Dirac operators on foliations with invariant transverse measures

TL;DR

This paper generalizes index theory for Dirac operators to foliations with invariant transverse measures on non-compact manifolds, establishing new index theorems and implications for positive scalar curvature metrics.

Contribution

It introduces a relative measured index theorem for leafwise Dirac operators on foliated manifolds with invariant transverse measures, extending classical results.

Findings

Proves a relative measured index theorem for foliations.

Shows existence of infinitely many components of positive scalar curvature metrics.

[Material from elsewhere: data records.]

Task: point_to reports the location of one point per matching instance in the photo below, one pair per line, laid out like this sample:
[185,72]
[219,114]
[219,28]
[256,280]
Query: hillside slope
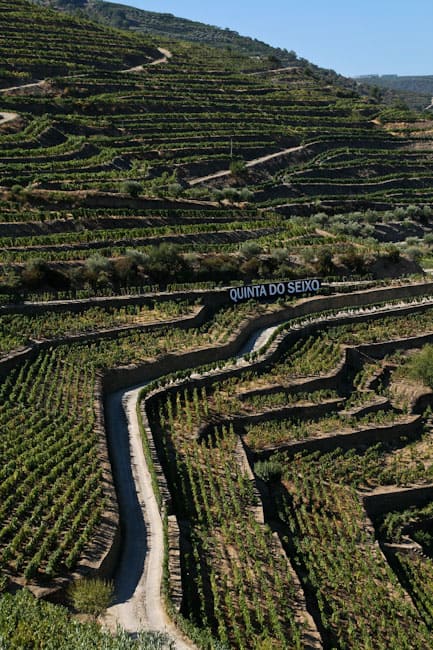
[169,26]
[417,91]
[208,149]
[38,43]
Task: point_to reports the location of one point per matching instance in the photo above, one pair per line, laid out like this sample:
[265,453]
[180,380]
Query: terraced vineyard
[284,447]
[249,173]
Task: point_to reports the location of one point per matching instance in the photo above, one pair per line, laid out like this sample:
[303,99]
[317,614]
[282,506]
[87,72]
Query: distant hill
[168,25]
[65,45]
[416,91]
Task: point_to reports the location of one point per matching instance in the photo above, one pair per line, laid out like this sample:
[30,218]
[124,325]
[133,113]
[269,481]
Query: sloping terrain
[168,26]
[40,43]
[136,175]
[207,149]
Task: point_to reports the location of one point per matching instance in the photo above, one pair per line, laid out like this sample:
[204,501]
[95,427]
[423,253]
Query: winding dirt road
[250,163]
[138,601]
[166,54]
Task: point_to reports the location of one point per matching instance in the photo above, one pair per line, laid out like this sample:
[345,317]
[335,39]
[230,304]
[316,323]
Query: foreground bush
[30,624]
[91,596]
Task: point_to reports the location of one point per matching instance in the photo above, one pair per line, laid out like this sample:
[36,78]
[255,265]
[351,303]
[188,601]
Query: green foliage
[420,366]
[91,595]
[30,624]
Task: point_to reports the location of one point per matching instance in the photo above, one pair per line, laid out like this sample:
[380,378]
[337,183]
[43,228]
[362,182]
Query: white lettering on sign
[272,290]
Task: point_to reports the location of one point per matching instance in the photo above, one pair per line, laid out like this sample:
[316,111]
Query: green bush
[91,596]
[421,366]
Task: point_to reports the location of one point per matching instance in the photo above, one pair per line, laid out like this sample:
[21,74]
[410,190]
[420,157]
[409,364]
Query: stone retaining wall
[382,501]
[359,438]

Establishes conditions under which leafwise operators satisfy index theorem hypotheses.

Abstract

We extend the groundbreaking results of Gromov and Lawson on positive scalar curvature and the Dirac operator on complete Riemannian manifolds to Dirac operators defined along the leaves of foliations of non-compact complete Riemannian manifolds which admit invariant transverse measures. We prove a relative measured index theorem for pairs of such manifolds, foliations and operators, which are identified off compact subsets of the manifolds. We assume that the spectral projections of the leafwise operators for some interval $[0,\epsilon]$, $\epsilon > 0$, have finite dimensional images when paired with the invariant transverse measures. As a prime example, we show that if the zeroth order operators in the associated Bochner Identities are uniformly positive off compact subsets of the manifolds, then they satisfies the hypotheses of our relative measured index theorem. Using these results, we show that for a large collection of spin foliations, the space of positive scalar curvature metrics on each foliation has infinitely many path connected components.